UDP connections are more simple and doesn't have connection setup specific packets, but just one single packet that's the data packet. This might be the reason why most of the software using some kind of peer to peer direct connection implements it using UDP protocol: WebRTC, the new web protocol seems to use SCTP which is a protocol on top of UDP, same counts for Skype which uses UDP as well for peer to peer connection; LogMeIn Hamachi uses UDP as well, and most other peer to peer solutions use UDP. In fact, the success rate for UDP peer to peer connections is higher than for TCP. And in case you need a reliable connection, you can put a SCTP layer on top of your UDP connection and you have a reliable connection as well.
I'm sharing with you the testing code I wrote pretty much as a lab to make sure everything works as expected. It is python code using asynchronious and synchronious sockets (depending on the socket) and threads for client, server and connector (client requesting connection to the other party).
Hope you enjoy and learn.

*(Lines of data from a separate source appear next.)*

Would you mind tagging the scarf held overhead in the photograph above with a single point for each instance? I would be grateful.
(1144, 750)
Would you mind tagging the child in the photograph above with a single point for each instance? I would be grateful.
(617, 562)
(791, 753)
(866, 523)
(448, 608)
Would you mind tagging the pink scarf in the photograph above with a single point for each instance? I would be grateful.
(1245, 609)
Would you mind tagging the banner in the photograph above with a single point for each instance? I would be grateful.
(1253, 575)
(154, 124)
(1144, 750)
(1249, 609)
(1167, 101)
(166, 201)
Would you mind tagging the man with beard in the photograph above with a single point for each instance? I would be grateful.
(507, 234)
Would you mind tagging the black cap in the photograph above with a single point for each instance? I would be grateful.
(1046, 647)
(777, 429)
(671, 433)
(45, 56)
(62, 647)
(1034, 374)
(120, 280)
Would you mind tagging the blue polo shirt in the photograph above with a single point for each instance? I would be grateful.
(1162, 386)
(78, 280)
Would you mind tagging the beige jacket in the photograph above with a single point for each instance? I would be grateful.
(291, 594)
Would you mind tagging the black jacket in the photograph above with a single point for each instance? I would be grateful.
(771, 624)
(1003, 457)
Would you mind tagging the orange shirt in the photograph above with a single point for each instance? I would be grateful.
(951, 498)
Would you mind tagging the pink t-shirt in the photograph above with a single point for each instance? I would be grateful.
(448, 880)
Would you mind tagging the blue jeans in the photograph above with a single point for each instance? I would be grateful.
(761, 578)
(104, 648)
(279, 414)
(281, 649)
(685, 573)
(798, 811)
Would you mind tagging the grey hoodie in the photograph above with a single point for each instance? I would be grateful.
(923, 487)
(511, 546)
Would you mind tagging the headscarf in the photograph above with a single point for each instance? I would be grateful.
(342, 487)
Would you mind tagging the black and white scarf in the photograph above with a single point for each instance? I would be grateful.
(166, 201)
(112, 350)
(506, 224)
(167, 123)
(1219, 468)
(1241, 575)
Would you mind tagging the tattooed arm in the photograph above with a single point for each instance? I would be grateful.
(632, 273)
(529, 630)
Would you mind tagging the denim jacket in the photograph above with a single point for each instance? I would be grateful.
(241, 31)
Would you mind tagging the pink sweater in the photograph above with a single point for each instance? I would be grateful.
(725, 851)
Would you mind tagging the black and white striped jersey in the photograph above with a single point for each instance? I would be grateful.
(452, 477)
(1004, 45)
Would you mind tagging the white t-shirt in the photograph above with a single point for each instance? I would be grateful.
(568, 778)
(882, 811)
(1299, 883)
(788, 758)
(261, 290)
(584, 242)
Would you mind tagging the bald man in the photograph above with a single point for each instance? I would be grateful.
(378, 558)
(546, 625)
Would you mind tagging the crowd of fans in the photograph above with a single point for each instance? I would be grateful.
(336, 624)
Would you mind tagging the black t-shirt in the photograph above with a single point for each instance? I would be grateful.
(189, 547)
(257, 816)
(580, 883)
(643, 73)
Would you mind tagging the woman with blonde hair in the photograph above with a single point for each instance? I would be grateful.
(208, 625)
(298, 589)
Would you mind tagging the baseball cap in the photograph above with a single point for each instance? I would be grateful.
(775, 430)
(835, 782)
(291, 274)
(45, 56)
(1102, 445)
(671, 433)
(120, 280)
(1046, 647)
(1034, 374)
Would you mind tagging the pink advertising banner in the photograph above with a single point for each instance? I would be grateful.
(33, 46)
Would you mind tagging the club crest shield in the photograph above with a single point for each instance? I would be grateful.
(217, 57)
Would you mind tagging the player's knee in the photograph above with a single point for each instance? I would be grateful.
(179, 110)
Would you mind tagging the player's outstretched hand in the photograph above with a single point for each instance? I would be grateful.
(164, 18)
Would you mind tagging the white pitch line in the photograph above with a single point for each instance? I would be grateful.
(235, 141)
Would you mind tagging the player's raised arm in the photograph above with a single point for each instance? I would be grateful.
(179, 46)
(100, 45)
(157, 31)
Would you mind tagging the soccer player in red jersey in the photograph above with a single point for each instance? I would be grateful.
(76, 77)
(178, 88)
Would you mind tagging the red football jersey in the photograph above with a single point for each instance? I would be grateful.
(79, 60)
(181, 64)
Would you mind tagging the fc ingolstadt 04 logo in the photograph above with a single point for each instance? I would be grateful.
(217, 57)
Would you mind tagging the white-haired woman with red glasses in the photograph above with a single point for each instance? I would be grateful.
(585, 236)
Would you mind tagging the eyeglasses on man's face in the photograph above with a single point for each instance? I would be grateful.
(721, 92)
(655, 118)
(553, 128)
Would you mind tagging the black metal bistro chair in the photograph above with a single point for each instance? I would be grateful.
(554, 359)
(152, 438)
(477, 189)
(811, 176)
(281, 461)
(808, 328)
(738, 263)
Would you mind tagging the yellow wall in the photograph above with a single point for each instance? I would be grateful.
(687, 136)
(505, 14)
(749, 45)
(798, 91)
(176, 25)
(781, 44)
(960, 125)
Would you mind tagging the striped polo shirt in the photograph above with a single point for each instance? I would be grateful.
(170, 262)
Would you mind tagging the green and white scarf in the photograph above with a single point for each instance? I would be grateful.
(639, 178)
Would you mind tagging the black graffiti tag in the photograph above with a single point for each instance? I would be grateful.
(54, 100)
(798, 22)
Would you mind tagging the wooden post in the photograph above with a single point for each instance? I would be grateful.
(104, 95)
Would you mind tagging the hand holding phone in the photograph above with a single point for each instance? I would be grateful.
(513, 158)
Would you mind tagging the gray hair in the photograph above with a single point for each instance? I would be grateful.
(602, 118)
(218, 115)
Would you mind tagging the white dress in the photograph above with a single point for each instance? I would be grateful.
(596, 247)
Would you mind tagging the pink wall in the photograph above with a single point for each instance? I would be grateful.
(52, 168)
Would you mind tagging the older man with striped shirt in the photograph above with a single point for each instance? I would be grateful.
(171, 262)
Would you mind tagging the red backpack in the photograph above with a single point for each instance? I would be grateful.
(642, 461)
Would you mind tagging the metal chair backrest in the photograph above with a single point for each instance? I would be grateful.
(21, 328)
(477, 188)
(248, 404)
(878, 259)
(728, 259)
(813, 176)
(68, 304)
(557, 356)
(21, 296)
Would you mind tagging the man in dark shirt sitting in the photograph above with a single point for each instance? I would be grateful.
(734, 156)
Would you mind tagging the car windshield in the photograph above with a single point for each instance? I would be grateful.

Happy coding!
Andy Galluzzi
Angall Corporation
Good references to learn more about this:
Disclamier: You will find a couple of documents that talk about "STUN" and "ICE" and other methods which talk more about a way to implement the server to which both devices has to connect in order to establish the peer to peer connection or to act as a gateway between both (as the "Mexico City" following my previous example). They are too much focused on a specific implementation, that most of the time will not work for you in case you are implementing your own server. They bring you too far away form the single important idea you have to remember here: all this business is about generating the right record in the routing table in your router.